Iran is conducting its own talks with the Taliban as a U.S. envoy has quiet talks in an effort to ink a peace deal with the terror group.
Taliban spokesman Zabihullah Mujahid said Dec. 17 that the group — tight al-Qaeda allies whose continuing attacks kill civilians as well as target police and military — met with U.S., Pakistani, Saudi and Emirati representatives in Abu Dhabi. The U.S. envoy, native Afghan and former Bush administration UN Ambassador Zalmay Khalilzad, previously met twice with the Taliban in Qatar.

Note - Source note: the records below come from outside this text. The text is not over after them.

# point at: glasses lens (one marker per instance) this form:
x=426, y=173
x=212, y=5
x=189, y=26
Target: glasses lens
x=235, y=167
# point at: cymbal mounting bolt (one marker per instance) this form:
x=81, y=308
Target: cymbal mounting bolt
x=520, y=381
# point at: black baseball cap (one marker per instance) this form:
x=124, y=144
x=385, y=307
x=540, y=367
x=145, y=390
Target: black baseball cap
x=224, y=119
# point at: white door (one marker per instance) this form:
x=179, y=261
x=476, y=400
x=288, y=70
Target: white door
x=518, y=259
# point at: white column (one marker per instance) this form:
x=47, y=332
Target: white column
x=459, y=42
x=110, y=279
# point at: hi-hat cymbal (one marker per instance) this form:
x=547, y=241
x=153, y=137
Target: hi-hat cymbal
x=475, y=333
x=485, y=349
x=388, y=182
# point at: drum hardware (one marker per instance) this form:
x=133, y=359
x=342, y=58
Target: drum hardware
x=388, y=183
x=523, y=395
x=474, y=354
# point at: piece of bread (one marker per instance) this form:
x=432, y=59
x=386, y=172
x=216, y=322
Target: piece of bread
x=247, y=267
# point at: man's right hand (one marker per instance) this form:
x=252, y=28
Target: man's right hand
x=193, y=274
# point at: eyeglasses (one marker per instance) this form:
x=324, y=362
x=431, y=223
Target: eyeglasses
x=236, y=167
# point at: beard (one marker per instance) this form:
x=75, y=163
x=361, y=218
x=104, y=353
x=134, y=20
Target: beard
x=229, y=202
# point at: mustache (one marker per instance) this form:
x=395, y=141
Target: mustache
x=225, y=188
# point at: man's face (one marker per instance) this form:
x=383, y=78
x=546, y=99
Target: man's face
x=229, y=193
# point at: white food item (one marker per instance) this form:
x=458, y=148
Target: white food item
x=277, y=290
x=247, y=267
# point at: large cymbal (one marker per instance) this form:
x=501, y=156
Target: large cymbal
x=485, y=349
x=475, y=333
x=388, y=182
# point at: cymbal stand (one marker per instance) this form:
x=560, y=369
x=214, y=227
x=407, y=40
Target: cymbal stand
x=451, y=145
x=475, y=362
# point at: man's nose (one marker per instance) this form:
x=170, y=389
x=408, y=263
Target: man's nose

Mujahid said that “discussions were held with the American side over the end to the invasion of Afghanistan” but did not elaborate. The Taliban have refused to meet directly with the Afghan government, which they consider illegitimate.
Despite the Taliban’s attacks including January’s Intercontinental Hotel siege, nefarious alliances and training relationships, killings of Americans and, just two months ago, an assassination attempt on U.S. Gen. Austin “Scott” Miller, the Trump administration, like the Obama administration, has declined to list the group as a terrorist organization so that talks could be conducted without technically negotiating with a terrorist group.
But just days after the Abu Dhabi meeting, the Taliban sat down with Iranian officials at an undisclosed location. Announcing the meeting in a visit to Kabul, Ali Shamkhani, secretary of Iran’s Supreme National Security Council, said that “the Afghan government has been informed of the communications and talks carried out with the Taliban, and this process will continue,” according to Iran’s Tasnim news agency, which is closely linked to Iran’s Revolutionary Guard Corps.
Shamkhani said they focused on how to “curb the security problems in Afghanistan.” It’s believed to be the first talks between Iran and the Taliban, or the first that have been publicly disclosed.
Iran’s semi-official Fars news agency reported Wednesday that Shamkhani warned in Kabul of ISIS blooming in the region and said a U.S. pullout would be a chance to leave Tehran’s security imprint on the region. “The regional nations are counting each moment for a full withdrawal of the US forces as their deployment has resulted in nothing, but war and insecurity,” he said.
Earlier this year, Ayatollah Ali Khamenei claimed the U.S. was transferring ISIS terrorists to Afghanistan as “justification of its continued deployment in the region and establishment of security for the Zionist regime.”
Shamkhani asserted on his Kabul visit that “the Islamic Republic has always been one of the primary pillars of stability in the region.”
Iran has longstanding ties with al-Qaeda — Hamza bin Laden was sheltered there — and the State Department’s Country Reports on Terrorism says Iran allows the terror group to operate a “facilitation base” there. This pipeline feeds al-Qaeda networks from Syria to south Asia.